Reusing code doesn't trigger region dependencies.

> Do the re-implement all the code in every region?

Everyone does.

The difference is AWS very strongly ensures that regions are independent failure domains. The GCP architecture is global with all the pros and cons that implies. e.g GCP has a truly global load balancer while AWS can not since everything is at core regional.

They definitely roll out code (at least for some services) one region at a time. That doesn't prevent old bugs/issues from coming up but it definitely helps prevent new ones from becoming global outages.
Right, that makes sense. But if it's an evil bug that triggers e.g. over a year-change only, then that might not help.

So I suppose theoretically also AWS can go down all together, even if less likely.

Region (and even availability zones) in AWS are independent. The regions all have overlapping IPv4 addresses, so direct cross-region connectivity is impossible.

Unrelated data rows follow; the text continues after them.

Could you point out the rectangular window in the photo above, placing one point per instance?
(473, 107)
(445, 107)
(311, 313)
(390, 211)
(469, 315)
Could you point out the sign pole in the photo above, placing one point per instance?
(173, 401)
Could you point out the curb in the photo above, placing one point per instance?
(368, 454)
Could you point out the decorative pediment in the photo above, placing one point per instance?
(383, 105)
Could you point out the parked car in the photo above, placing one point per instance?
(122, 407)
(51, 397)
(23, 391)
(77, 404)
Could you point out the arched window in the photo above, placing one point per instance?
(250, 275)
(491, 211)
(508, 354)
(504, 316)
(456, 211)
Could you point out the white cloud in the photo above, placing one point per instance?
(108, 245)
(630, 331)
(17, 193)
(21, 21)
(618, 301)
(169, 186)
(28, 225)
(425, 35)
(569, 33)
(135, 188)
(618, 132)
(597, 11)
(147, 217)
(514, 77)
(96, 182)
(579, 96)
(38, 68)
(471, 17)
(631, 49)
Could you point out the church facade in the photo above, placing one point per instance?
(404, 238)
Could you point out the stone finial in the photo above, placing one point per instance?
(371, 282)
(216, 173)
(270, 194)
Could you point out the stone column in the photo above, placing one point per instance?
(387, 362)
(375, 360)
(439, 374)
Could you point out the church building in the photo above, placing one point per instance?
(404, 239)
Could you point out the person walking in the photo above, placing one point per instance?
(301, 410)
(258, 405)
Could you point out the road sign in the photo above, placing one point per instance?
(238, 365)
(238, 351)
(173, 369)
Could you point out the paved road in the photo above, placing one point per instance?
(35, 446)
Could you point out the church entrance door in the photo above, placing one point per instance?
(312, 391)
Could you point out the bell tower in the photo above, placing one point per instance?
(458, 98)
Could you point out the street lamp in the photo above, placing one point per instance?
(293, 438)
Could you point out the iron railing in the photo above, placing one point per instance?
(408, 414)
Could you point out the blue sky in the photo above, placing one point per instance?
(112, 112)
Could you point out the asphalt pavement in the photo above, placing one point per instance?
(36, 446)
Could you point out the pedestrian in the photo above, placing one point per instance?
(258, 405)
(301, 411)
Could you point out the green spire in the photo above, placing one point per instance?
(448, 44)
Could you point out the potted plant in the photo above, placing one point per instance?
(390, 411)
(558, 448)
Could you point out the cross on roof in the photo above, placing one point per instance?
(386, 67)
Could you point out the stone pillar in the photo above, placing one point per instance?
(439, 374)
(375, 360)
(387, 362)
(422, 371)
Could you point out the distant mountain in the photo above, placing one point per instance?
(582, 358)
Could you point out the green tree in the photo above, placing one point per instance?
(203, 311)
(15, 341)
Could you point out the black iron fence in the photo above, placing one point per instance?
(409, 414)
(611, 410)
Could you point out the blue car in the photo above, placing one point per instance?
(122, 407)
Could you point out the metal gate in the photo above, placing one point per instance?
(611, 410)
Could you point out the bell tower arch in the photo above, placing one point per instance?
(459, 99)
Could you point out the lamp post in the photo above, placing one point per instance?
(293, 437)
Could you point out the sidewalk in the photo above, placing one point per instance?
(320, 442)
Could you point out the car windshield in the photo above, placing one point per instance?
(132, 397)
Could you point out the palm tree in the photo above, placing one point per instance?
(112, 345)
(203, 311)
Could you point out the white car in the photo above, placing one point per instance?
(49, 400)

So it's actually really hard to accidentally make cross-region calls, if you're working inside the AWS infrastructure. The call has to happen over the public Internet, and you need a special approval for that.

Deployments also happen gradually, typically only a few regions at a time. There's an internal tool that allows things to be gradually rolled out and automatically rolled back if monitoring detects that something is off.